And then Lisbeth Longfrock fell asleep.


The next day, with the lunch bag upon her back, Lisbeth Longfrock set out for a forest that lay not far off, taking the sheep and goats with her. She had not succeeded in getting Crookhorn to go along, however. The self-willed goat had taken the shortest cut up to the north meadow, where the cows were again pastured.

Lisbeth's second working day, like her first, seemed a very long one, for the forest was wonderfully lonesome and still. The little girl had time to think of many, many things,—of her mother and Jacob and Peerout Castle; and it must be acknowledged that she cried a wee bit, too.

[ ]

CHAPTER V

SUMMER: TAKING THE ANIMALS UP TO THE SÆTER

Upward over the open slope across the valley from Hoel Farm a lengthy procession was taking its way.
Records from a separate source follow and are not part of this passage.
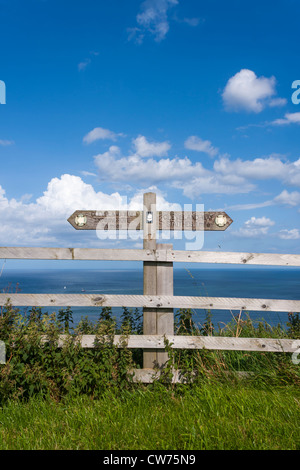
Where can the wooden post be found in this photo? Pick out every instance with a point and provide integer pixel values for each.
(150, 275)
(164, 316)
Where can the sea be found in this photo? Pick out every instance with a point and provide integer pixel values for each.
(242, 281)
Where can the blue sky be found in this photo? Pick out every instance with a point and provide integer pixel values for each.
(190, 99)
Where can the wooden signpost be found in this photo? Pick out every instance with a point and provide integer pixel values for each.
(158, 275)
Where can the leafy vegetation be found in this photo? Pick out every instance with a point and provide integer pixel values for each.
(68, 397)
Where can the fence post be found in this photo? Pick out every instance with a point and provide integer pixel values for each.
(150, 274)
(164, 316)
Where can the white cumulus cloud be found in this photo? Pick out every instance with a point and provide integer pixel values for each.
(144, 148)
(152, 19)
(292, 234)
(196, 143)
(245, 91)
(99, 133)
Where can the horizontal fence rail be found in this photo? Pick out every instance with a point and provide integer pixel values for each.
(161, 255)
(188, 342)
(151, 301)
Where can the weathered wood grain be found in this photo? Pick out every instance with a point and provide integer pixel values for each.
(164, 317)
(133, 220)
(152, 302)
(190, 342)
(163, 255)
(149, 275)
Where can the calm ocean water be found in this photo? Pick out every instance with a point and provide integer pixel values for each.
(252, 282)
Kjersti Hoel stood at the window of her room, following the procession with her eyes as long as she could, for soon it would vanish from the open slope into the wooded part of the mountain. The herds belonging to Hoel Farm were that day being taken up to the sæter,[8 ] to spend the summer grazing on the rich grass which grows in sunny spaces here and there on the mountain heights.

At the head of the procession rode the milkmaid on the military horse,[9 ] which for this occasion had a woman's saddle upon its back. The saddle had a high frame, so that it looked almost like an easy-chair; and the milkmaid sitting aloft on it, dressed in her best, and with a white linen kerchief on her head, was rosy, plump, and also somewhat self-conscious, for was not she the most important person in the company, the one who was to give all the commands?